第8話




 近くにあったベンチに座って相談した。けれど二人とも世間知らずで(鳥子さんは、最初感じた印象ほどは、大人ではないらしかった)、相談のしかたもわからない。


 鈴花がしょんぼりしていると、鳥子さんが明るい声で言った。


「まあ、探しに行こうよ。子どもでもできる仕事。じっさいに探せば、なんか見つかるかもしれないじゃない」

「――子どもは働いちゃいけなくて、タイホされるかも」

「その時は事情を話せば、わかってくれるよ。一発でぶちこまれるこたァないでしょ」


 鳥子さんは立ち上がったけれど、鈴花は座ったままでいた。そしてボソリと、


「……仕事より、わたしも鳥子さんみたいになりたいな。そのほうが手っ取り早いから」

「そらそうね。じゃあ、どうする? 鈴花も翼がいい?」


 鈴花は鳥子さんを見上げて、


「どういうこと? わたしもなれるの?」

「最初から私と同じ種族だったことには、できないでしょうけどね」

「よくわかんないけど、それでもいいよ!」

「待って待って、ぴょんぴょんしないで。とりあえず決めとこうよ。翼だったら、ならんでいっしょに飛べるわね」

「ほかにもあるの?」

「あるある。ツノとか、キバとか、しっぽとか、水かき、三つ目、とんがり耳、毛むくじゃら……すぐに全部は思いつかないけど、もっとあったわね」


「どれが尊敬されるの」

「尊敬?」

「お金がなくてもおおかたうまくいくのは、尊敬されるからでしょ?」

「尊敬――かどうかはわかんないけど、そんなものなのかな。どれが尊敬されるかは、きっと土地によるよね。あと時代とか、なにせ場合よね」

「じゃあねェ……、そうねェ……、」としばらく悩んだすえ、「――とんがり耳がいいな」

「え、ほんとにそれでいいの? あんまり便利じゃないけど」

「うん。なんか、便利じゃないほうがいい。いったん。それに、よすぎるとなんか、それなりの代償を払わなきゃならないとかって言われたらイヤだし」

「ふうん? よくわかんないけど、よっしゃ。話は決まった。それじゃあいよいよ、そういうこと叶えてくれる神さまがいるかどうか、探しに行こうか」


 鈴花はガクッときて、


「なんだ。鳥子さんがしてくれるんじゃなかったの」

「私にそんなことできっこないわよ。神さまでもなきゃ」

「神さまがどこにいるか、これから探すの?」

「というか、そもそもそんな神さまがいるかどうか、知りに行くところからよ」

「なんだ……絶望的なんじゃない」

「それなら仕事探す?」

「ううん。神さま探す。――あっ、待って。神さまより、魔女に叶えてほしいかも」

「魔女か。まあそのほうが簡単そうね」

「そうでしょ」


 さてしかしなんの手がかりもなし、どうやって探すか考えて、そういうのにくわしい情報屋さんなんかがいるかどうか、ひとまず交番で聞いてみたけれど、よく知らないということだった。

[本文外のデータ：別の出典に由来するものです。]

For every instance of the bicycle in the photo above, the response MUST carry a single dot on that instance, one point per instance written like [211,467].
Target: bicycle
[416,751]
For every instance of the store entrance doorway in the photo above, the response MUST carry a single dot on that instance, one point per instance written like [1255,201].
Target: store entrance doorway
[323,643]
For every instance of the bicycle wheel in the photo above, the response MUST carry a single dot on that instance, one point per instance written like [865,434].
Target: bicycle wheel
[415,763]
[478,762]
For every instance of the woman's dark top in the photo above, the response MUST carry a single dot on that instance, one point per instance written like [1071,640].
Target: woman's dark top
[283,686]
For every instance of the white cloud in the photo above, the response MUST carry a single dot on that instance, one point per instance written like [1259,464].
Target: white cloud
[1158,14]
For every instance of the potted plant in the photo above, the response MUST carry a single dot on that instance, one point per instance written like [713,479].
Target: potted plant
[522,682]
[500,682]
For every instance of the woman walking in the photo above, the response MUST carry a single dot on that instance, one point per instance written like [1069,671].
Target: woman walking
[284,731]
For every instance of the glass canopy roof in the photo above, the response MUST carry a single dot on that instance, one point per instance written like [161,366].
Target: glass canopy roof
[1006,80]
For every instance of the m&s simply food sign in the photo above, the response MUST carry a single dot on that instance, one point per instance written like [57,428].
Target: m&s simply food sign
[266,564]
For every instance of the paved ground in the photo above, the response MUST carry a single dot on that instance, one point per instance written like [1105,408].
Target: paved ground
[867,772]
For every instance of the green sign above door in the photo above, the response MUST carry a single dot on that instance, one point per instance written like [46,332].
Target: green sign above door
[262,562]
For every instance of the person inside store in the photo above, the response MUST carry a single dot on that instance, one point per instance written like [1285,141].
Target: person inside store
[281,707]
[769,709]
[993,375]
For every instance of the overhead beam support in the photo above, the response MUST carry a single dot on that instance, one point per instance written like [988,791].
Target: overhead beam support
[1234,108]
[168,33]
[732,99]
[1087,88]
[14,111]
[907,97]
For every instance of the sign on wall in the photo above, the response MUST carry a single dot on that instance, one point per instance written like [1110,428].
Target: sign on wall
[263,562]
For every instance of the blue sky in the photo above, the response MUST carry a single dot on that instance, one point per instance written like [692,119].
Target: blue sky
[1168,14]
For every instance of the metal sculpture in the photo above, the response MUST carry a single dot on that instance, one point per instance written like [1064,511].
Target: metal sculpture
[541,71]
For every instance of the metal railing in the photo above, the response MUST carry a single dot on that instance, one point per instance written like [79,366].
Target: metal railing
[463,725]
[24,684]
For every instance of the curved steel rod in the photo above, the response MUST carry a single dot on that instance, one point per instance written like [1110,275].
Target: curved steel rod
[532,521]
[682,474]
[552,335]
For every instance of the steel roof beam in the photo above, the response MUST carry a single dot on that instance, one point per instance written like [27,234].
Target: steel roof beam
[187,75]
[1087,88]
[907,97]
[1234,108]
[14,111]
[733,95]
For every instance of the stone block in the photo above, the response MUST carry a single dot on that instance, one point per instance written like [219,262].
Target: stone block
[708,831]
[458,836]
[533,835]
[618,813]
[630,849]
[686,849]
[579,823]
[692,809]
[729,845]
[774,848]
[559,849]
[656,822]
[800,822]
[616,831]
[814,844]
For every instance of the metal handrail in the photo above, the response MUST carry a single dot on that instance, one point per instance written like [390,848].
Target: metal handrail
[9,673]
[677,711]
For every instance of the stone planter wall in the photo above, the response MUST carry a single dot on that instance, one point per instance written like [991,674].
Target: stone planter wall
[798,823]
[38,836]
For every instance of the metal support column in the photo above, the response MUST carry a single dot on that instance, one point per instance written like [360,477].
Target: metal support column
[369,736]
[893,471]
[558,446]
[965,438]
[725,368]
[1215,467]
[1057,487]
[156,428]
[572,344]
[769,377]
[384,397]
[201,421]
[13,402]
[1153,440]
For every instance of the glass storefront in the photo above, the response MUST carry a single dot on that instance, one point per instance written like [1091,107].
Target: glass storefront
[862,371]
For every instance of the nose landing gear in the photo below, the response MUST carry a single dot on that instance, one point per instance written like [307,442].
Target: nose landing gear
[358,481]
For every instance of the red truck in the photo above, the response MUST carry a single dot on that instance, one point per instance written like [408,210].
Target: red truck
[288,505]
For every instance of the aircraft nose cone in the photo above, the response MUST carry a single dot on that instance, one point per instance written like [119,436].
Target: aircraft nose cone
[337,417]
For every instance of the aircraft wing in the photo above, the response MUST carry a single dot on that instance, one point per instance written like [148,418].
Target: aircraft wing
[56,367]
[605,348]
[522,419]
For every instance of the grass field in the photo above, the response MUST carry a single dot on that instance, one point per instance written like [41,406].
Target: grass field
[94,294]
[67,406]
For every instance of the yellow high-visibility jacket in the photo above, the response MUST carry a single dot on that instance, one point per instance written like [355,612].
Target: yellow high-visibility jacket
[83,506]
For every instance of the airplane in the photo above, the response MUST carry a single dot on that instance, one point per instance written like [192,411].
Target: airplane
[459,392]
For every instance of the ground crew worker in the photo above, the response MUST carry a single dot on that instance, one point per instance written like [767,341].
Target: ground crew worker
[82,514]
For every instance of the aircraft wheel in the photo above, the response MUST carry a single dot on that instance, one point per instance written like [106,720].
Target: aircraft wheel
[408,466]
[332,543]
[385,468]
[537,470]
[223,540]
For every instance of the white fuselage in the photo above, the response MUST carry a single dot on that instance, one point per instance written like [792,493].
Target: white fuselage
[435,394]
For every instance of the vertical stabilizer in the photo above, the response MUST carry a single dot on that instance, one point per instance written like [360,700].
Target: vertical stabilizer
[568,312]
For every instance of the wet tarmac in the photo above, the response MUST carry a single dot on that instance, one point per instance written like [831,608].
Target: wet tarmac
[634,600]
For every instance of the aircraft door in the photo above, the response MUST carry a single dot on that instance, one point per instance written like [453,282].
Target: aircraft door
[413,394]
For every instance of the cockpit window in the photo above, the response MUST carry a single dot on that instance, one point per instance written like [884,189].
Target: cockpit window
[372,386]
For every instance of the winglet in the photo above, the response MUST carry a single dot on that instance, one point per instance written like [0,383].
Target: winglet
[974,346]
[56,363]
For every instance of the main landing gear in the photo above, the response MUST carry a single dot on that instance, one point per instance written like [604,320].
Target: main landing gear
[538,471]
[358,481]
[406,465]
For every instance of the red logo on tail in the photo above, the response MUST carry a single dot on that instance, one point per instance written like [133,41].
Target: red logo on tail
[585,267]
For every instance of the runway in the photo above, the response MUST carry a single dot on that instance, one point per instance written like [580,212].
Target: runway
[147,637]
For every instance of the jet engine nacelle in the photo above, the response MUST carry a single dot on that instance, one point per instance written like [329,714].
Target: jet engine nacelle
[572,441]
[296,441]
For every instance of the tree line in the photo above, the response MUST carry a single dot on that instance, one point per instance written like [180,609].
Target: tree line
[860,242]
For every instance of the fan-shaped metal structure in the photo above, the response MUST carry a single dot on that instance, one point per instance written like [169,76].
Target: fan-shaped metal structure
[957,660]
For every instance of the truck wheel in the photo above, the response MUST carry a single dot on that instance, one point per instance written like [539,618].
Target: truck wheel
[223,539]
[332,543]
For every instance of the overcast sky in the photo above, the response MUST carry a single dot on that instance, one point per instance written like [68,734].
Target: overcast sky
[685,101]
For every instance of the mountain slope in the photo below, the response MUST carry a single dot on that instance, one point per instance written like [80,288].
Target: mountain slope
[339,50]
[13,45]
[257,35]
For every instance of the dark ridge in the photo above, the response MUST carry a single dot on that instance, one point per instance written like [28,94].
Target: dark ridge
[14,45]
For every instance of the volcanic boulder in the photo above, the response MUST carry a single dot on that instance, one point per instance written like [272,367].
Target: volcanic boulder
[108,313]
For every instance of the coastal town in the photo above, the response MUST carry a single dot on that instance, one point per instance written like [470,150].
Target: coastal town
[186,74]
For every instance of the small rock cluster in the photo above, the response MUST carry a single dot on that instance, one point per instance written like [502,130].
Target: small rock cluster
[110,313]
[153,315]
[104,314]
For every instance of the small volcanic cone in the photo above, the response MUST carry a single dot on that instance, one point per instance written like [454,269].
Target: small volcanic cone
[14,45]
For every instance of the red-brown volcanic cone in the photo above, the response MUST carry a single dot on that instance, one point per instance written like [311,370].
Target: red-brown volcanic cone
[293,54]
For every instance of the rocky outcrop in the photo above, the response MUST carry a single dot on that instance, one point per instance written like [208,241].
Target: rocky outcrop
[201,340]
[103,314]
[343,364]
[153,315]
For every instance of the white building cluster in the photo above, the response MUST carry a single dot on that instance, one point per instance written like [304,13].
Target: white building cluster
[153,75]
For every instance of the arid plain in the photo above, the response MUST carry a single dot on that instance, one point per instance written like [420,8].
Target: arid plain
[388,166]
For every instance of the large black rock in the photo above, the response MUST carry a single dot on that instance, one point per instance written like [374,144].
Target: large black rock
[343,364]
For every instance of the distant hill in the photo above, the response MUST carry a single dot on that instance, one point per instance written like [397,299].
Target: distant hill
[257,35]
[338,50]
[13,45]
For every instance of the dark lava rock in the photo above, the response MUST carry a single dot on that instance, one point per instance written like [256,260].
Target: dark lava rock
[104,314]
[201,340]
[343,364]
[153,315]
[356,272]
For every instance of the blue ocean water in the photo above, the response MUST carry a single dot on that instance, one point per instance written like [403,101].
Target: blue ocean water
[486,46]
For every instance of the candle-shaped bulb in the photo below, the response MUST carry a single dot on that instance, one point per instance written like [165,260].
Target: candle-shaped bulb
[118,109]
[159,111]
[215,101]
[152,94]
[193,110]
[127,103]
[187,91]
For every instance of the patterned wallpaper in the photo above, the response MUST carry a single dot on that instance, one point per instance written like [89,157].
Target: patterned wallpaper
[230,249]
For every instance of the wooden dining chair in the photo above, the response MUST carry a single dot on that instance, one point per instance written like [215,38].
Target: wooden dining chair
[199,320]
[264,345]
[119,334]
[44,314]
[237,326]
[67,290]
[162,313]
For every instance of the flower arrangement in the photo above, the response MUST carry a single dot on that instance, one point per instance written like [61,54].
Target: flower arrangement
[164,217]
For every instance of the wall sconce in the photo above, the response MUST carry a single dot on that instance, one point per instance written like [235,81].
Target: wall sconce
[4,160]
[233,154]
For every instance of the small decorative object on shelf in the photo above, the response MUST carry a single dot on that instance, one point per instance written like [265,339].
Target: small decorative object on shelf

「交番じゃわからないようなところにいるんじゃないかな」と鈴花。

「それもそうね。暗い路地とか、酒場かな。ひとまず酒場で聞きこみだな」


 そういうわけで、酒場に行ってみたけれど、早い話が、はかばかしくなかった。ただ、情報屋さんとは関係がないけれども、「コアラのじじい」という人物がいることがわかった。なんとなく物知りそうな感じだったので、その人に会いに行くことにした。


 町の中央の大きな噴水を軸にして、なにか王さまの住んでいらっしゃるお城の、ちょうど反対側にある、クタクタの館に住んでいるということだった。